Along with folk heroes, such as Brer Rabbit who is popular in America, trickster slave folktales adapted over time and became resources of survival and resistance for the enslaved. They focused on the underdog, the small spider or rabbit, turning the tables on his adversaries using his brains rather than his brawn. From these tales slaves adopted strategies of survival and learned ways to test the power structures of the plantation régime.
Dr Zobel Marshall, a lecturer in Cultural Studies at Leeds Metropolitan, said: "I spent three months in Jamaica on a field trip collecting and researching Anansi stories. When I mentioned my research most people would launch into their favourite Anansi story, whether we were at a bar, in a taxi or in the street. One of my interviewees was so enthused by the project that he recorded and transcribed Anansi stories told by people in his neighbourhood and presented me with a handwritten collection of around a dozen tales. All this was testimony to the fact that the tradition is still very much alive in the Caribbean."
Anansi stories, in which the small spider turns the tables on his powerful enemies through cunning and trickery, are now told and published worldwide.
Dr Zobel Marshall has followed Anansi's journey from Ghana to Jamaica, where he is celebrated as a national folk hero and created the first book dedicated to Anansi stories and how he provides resistance against oppression.

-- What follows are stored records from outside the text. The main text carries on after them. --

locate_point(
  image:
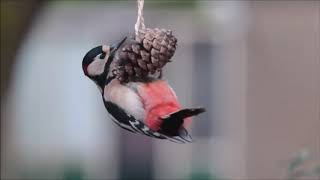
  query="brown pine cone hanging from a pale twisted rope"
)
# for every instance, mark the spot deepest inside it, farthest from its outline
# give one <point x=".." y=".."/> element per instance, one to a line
<point x="148" y="53"/>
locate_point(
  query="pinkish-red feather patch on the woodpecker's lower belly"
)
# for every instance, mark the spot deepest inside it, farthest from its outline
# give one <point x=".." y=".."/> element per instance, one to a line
<point x="158" y="100"/>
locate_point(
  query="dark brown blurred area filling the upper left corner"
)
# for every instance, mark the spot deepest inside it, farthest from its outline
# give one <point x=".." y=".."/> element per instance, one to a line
<point x="15" y="16"/>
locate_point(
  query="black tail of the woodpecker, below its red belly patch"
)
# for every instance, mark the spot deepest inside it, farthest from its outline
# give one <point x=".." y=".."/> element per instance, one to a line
<point x="172" y="123"/>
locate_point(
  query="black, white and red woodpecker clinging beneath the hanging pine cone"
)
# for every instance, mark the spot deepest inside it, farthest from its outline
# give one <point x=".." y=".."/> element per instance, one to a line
<point x="148" y="107"/>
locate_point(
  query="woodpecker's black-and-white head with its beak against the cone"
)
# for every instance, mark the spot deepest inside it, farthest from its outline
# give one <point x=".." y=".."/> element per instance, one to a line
<point x="96" y="62"/>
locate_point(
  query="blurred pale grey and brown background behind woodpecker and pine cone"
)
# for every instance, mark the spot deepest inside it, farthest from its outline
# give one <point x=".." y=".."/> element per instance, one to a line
<point x="254" y="65"/>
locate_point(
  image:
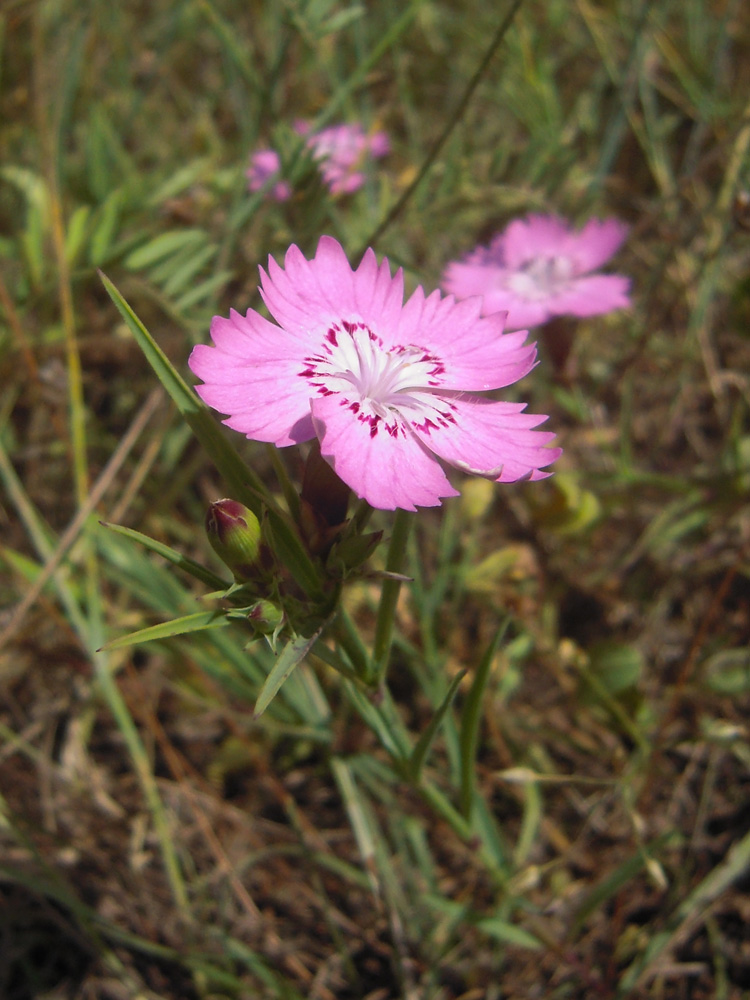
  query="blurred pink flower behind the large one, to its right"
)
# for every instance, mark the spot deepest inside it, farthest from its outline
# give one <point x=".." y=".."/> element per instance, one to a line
<point x="538" y="268"/>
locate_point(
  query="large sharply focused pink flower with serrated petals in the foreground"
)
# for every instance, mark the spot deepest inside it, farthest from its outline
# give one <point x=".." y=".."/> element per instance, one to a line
<point x="388" y="387"/>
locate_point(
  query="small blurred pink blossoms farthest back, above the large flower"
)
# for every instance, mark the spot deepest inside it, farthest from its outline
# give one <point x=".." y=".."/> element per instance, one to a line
<point x="339" y="151"/>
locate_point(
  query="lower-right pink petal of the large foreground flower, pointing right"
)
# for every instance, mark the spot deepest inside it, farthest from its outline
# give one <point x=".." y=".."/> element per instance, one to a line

Dr Emily Zobel Marshall is the granddaughter of Caribbean author, Joseph Zobel, about whom Emily and her mother, Jenny, published an article in the literary magazine, Wasafari, last year. The article, 'Lorsque je vais dans mon village' (When I return to my village), explores the work of the Martinican novelist and poet, who was inspired by the island of his birth, whilst pondering why he may have left Martinique in 1946 and stayed away for sixty years.